Het wonder en het geheim: Anna’s ontwaking
Ziekenhuizen zijn niet gebouwd voor wonderen. Ze zijn gebouwd voor wetenschap, voor statistieken, voor koude oordelen over leven en dood. En maandenlang was er in de steriele, witte kamer op de vijfde verdieping van St. Catherine’s niets dan stilte gehuld.
Anna Harper, achttien jaar oud, lag in coma sinds het auto-ongeluk waarbij haar tweelingzus Emily om het leven was gekomen. Machines beademden haar. Sondes voedden haar. De artsen vertelden Peter en Olivia, haar ouders, dat ze zich moesten voorbereiden op het onvermijdelijke.
Maar die nacht dat ze eindelijk afscheid namen, gebeurde het onmogelijke.
Olivia streek zachtjes het haar van haar dochter naar achteren en fluisterde: « We houden van je, Anna. Altijd. »
Peter, die aan de andere kant van het bed stond, klemde haar slappe hand vast. « Het spijt me, » zei hij met gebroken stem. « Ik had erbij moeten zijn. Ik had jullie beiden moeten beschermen. »
De monitoren gloeiden onafgebroken – vlak, meedogenloos. De beslissing was genomen. Tegen de ochtend zouden de machines worden uitgeschakeld.
« Ik wou dat Thunder hier kon zijn, » mompelde Peter.
Olivia fronste. « Ze zouden het nooit toestaan. Honden zijn niet toegestaan op de intensive care. »
Maar voordat ze kon afmaken, verstijfde Peter. « Luister. »
Vanuit de gang klonk de onmiskenbare echo van geblaf. Luid. Aandringend. Vertrouwd.

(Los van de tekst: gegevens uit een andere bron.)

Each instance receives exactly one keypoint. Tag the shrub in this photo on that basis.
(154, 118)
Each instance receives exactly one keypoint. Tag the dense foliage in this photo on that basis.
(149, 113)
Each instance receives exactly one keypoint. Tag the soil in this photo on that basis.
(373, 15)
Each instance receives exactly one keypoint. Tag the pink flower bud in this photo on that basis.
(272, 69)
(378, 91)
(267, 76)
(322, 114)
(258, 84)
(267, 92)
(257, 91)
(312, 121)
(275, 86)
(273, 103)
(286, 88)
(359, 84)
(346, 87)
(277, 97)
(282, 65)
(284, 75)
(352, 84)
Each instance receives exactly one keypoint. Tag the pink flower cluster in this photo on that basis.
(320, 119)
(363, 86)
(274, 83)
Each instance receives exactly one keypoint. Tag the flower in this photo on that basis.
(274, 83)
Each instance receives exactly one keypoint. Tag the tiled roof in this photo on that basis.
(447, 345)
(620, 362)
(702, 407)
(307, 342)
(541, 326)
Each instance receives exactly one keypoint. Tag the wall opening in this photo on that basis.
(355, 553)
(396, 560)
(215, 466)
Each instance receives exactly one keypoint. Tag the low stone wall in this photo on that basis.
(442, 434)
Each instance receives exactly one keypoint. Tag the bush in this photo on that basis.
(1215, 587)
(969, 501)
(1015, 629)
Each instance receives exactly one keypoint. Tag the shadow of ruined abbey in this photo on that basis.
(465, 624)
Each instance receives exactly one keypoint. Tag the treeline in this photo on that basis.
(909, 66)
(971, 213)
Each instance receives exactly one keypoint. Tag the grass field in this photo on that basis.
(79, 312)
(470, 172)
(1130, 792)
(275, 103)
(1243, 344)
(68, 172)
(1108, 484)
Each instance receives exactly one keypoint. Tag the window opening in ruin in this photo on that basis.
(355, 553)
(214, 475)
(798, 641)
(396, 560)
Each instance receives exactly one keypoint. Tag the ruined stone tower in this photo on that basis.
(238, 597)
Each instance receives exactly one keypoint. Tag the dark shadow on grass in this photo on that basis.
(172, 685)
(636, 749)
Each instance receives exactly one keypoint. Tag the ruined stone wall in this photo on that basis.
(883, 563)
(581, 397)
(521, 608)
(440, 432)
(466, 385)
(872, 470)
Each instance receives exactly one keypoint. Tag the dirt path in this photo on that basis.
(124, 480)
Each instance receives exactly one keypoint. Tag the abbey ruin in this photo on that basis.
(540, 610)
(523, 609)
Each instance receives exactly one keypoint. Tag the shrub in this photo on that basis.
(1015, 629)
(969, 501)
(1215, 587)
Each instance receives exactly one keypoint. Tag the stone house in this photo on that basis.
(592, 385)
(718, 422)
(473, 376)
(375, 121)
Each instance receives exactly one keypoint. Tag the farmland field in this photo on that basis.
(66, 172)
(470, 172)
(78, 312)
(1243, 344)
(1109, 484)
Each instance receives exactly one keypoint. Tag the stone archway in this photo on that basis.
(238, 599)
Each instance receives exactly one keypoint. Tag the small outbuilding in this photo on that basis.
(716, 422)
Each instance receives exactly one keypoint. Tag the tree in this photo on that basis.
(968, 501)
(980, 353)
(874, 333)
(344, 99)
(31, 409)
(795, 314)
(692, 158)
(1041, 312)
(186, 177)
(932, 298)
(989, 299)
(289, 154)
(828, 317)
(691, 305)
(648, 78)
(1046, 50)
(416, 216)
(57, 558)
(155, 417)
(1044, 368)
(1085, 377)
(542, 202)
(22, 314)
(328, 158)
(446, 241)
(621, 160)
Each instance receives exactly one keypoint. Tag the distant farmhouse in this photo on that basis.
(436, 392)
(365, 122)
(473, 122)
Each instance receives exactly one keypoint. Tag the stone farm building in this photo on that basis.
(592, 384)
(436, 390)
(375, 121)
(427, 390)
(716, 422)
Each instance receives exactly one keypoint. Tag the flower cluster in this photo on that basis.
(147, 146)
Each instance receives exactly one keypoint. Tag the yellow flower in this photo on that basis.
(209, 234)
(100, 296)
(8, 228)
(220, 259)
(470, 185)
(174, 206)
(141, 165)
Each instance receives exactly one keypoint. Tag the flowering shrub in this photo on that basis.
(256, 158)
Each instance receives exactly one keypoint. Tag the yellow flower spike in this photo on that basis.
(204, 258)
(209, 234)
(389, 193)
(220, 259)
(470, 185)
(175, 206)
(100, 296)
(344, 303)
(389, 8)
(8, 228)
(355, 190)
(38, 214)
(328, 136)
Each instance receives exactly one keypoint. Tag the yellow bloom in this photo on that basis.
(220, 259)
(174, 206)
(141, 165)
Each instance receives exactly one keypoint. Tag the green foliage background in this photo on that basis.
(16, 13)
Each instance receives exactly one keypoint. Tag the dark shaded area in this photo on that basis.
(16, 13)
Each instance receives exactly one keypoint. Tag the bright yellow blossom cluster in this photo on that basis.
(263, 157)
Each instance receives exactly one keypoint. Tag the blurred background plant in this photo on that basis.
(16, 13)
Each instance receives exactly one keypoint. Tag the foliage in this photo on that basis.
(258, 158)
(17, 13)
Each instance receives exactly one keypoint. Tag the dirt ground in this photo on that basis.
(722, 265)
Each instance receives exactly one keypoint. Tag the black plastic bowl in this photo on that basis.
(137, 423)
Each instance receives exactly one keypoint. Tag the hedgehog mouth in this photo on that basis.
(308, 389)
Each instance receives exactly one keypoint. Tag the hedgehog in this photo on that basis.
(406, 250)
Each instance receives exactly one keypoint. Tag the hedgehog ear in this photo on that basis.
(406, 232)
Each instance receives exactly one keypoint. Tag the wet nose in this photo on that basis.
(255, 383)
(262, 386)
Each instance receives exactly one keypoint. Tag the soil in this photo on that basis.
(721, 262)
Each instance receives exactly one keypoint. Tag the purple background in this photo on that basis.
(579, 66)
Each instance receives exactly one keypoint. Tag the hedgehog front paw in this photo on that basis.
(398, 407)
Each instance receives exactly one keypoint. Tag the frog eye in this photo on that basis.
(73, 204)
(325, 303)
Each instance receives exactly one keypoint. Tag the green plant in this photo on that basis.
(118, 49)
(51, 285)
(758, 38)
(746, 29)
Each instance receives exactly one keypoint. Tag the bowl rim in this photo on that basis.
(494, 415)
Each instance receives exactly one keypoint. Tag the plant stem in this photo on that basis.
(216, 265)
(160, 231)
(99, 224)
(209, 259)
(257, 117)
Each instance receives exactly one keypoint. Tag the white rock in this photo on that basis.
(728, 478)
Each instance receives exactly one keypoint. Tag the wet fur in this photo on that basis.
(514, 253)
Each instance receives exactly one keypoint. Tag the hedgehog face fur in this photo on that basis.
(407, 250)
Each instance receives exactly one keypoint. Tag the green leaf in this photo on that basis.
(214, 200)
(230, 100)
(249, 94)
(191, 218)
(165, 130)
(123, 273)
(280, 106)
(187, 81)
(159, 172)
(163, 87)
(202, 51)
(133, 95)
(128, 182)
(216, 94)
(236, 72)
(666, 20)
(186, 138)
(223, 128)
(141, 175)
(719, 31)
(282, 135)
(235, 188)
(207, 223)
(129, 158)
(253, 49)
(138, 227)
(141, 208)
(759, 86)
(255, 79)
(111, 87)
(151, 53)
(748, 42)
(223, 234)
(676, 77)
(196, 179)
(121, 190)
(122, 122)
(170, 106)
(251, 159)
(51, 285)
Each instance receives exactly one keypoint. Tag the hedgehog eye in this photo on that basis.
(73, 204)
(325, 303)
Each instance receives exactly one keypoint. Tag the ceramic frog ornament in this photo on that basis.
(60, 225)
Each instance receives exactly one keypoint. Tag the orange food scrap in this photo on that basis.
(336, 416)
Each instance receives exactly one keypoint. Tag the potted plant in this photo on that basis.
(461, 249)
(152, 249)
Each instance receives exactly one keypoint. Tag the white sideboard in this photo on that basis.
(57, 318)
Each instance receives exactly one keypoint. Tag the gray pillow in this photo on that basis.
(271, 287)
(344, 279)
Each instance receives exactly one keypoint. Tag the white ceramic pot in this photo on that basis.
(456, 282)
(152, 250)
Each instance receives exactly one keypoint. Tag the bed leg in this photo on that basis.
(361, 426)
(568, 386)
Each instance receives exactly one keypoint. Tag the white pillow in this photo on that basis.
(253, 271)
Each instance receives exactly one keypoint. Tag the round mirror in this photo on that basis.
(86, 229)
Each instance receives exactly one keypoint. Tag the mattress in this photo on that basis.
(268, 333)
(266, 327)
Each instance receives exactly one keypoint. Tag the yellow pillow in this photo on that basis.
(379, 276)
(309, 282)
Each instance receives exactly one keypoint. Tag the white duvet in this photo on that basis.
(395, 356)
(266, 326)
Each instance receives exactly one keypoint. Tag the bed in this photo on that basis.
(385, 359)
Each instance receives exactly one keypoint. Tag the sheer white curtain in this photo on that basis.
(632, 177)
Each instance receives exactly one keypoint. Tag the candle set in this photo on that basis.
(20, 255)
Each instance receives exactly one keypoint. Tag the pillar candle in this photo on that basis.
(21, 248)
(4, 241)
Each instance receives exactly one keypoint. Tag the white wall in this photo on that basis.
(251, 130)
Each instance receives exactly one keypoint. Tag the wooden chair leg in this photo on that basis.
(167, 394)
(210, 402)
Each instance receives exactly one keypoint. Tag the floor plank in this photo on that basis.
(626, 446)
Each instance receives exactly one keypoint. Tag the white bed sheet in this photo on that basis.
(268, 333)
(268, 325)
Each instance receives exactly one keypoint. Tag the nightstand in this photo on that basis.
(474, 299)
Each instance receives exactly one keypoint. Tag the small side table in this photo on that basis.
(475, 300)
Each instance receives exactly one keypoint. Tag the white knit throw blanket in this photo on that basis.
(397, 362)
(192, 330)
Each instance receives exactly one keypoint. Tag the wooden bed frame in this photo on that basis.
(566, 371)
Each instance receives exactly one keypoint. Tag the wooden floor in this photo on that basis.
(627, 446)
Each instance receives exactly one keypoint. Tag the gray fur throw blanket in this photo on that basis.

Even later stormde een vlaag goudkleurige vacht door de deur. Thunder – Anna’s toegewijde labrador – stormde langs de verbijsterde verpleegsters, sprong op het bed en begon de bleke hand van haar dochter te likken.
Secondenlang gebeurde er niets. Toen – piep.
De monitor flikkerde. Een keer. Twee keer. Toen een gestaag ritme, snel en wild. Verpleegkundigen schreeuwden. Een arts stormde naar binnen. Olivia snakte naar adem en klemde zich vast aan haar man.
Anna’s vingers trilden. Haar lippen gingen open. Een schorre stem fluisterde: « Donder… »
Haar ogen gingen open.
Het meisje dat maandenlang weg was geweest, was terug.